Quando è partito con urgenza per Doha lunedì, il direttore del Mossad David Barnea, capo negoziatore per Israele, aveva in mano il mandato di Benjamin Netanyahu (foto): cioè, riferire al premier del Paese mediatore al Thani, principale tramite con Hamas, che Israele avrebbe sostenuto l’accordo di ritirare le sue truppe dal corridoio Filadelfia e dal valico di Rafah. In linea con il piano Biden, purché fossero soddisfatte le richieste operative. Qualche ora dopo lo stesso premier ha preso la parola in una conferenza stampa a Gerusalemme, due giorni dopo il ritrovamento dei sei ostaggi uccisi da Hamas a Rafah e a due mesi dall’ultima volta in cui aveva parlato in pubblico.

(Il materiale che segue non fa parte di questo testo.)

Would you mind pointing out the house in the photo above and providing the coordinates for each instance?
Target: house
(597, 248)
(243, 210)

Davanti a una mappa interattiva della Striscia, con tanto di missilini, icone di terroristi in miniatura e sacchi di dollari, con una bacchetta in mano, Netanyahu ha escluso il ritiro dell’Idf dall’asse Filadelfia perché "il conseguimento degli obiettivi della guerra a Gaza passano per quel corridoio".
Ottenendo il biasimo dell’intero mondo arabo.
"La conferenza stampa di Netanyahu aveva lo scopo di far naufragare l’accordo per ragioni politiche", ha tagliato corto un alto funzionario israeliano parlando con Haaretz. L’ufficio del premier non ha negato il timing e la ricostruzione degli eventi – partenza per Doha di Barnea e dichiarazioni di Netanyahu – riportata dai media locali e arabi, ma ha commentato che "il gabinetto non è ancora stato invitato a discutere alcuna parte della seconda fase dell’accordo".